#1702 スライドドア+ハイトワゴンはメインストリームに、なる、か。スズキ、ワゴンRスマイル。


 さてと、続いては、スズキからワゴンRスマイルの話。広報車を借りてのインプレッションを行い、その後、チーフエンジニアへインタビューをする、そんな仕事をしました。ちなみに、身の回りの軽自動車事情といいますと、ここでも幾度も書いているように、ほぼ1年前、実家のクルマがフォルクスワーゲンゴルフ(5世代目)から、ダイハツのタフトへと乗り換えました。その購入劇に付き合いましたので、昨今の軽自動車について購入者の視点をかなりもっている、と思っています。つまり、性能や装備絶対主義ではなく、購入価格まで語りますので、そう、うるさいです、あれこれ。

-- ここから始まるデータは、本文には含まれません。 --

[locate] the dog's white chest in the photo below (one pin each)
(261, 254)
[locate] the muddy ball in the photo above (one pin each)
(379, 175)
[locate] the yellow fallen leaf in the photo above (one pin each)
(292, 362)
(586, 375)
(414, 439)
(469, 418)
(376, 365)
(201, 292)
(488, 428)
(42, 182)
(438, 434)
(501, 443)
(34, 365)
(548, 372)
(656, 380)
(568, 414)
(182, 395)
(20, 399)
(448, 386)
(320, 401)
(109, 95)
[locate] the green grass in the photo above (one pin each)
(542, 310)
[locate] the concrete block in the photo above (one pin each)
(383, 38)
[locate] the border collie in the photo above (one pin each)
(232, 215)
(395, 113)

 というわけで、ワゴンRスマイル。これですね、軽自動車業界としては、かなりのトピックなのですが、周囲からは思いのほか、反応がありません。同じパッケージである、ダイハツのムーヴ・キャンバスそのものを知らないのか、イマドキな尖ったデザインではないためか、分かりませんが、反応がほとんどありません。なので、スライドドアが、このサイズ(全高)に組み合わされたことを説明し、そして、そのニッチさを解説しても、だから? といった反応。そして、公道や駐車場で、目にされても、反応がほとんど、ない、ない、ない。ま、どかんと売れるモデルじゃないだろうからと思って、調べてみると、目標販売台数は月販で5000台に設定しますから、売る気はかなりある様子。ま、ダイハツのあちら同様にジワジワと広がっていくんでしょうな、なんてことをまずは感じました。

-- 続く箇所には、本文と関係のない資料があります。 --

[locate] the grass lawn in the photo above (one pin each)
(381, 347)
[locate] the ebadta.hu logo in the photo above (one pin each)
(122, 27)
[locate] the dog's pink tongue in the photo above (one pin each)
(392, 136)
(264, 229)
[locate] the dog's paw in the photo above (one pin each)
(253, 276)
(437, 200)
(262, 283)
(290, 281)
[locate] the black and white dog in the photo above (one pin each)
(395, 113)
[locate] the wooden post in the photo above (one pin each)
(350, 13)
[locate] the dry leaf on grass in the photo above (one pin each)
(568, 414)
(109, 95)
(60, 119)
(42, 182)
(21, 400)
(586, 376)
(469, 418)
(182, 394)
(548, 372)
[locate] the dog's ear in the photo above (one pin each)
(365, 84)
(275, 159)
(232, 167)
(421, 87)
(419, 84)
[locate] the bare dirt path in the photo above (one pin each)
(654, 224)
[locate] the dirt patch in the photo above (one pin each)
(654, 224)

 さて、インタビューを含めて感じたことをあれこれ。ま、なんだかんだいいながら、まずは最新のダイハツと比較してしまいます。実家、タフトじゃなくて、スマイルにしておいたほうが良かったのだろうか、という視点で。で、特にチェックしてしまったのは、乗り味。自らは、ダイハツの新プラットフォームであるDNGAに対してスポーティを狙い過ぎだという評価をもっていることは、ロッキーで散々に語ってきましたし、それはタフトやタントでも感じています。ただし、その分、高速域での路面トレース性はすこぶる高くてですね、軽自動車にとってはオーバークオリティであることを感じてもいます。でも、軽自動車は日常で多用するモデルであり、そう捉えると、スマイルはフラットライド感を大切に作り込んでいて好印象。ところが、路面変化が突然にあるシーンでは、それこそ突然に表情を変えます、ドン、バタン、と。さらに、高速域では安定性に不足を感じますから、この両ブランドのアプローチ、どちらが正解か、理想なのかは、言い切れません。

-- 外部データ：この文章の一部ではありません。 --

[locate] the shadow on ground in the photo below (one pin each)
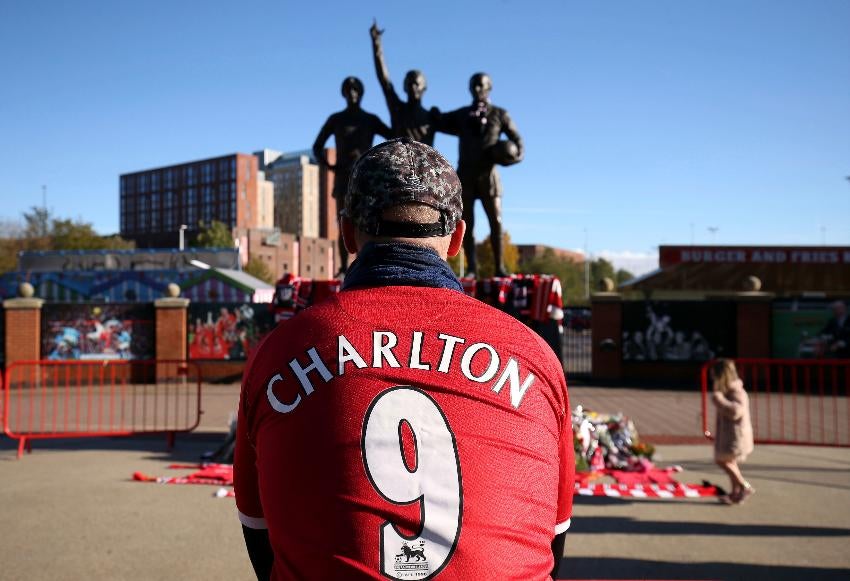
(187, 447)
(603, 568)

 ダイハツは、来月デビューが予告されているロッキーのモータードライブユニット搭載モデルまで考慮したロードマップまであっての設計でしょうし、スズキはあまりの軽量化で乗り味を見失ったところからようやくしっとりとしたフィーリングを表現できるようになっており、これもまた、なんとも言えません。ただ、気になったのは、スマイルでは、モーターアシストがあるから加速時も静かなのだろうと思ったらアクセルオンと同時にエンジンノイズが室内に侵入してくること。つまり、静かならばずっと静かでいて欲しいのですが、突然に被さってくる音質に違和感を覚えてしまいました。期待とズレていたポイントかな。スターターモーターがないことでエンジン再始動時があれだけ静かになったのですから、なおさらに。 
 ただですね、旧世代であるキャンバスと、最新世代のスマイルを比較すると、スマイルに分があるのはいうまでもなく。なんといっても、ひとつはスズキ最新の、先進安全装備を備えていること、そして、スズキ最新の乗り味を手に入れていることにあります。ちなみに、このハイトワゴン+スライドドアというパッケージング、メインストリームになると思って眺めています。そう考えると、ターゲットをキャンバスと重なるユーザー層ではなく、フツーのワゴンRで仕立てれば、もっとインパクトがあったのでは? と思えてきます。もうね、スライドドアは重たいから、そんな捉え方をしているようでは、いかんと思います。
 いや、でも、どこか奥底では、思っていますけども。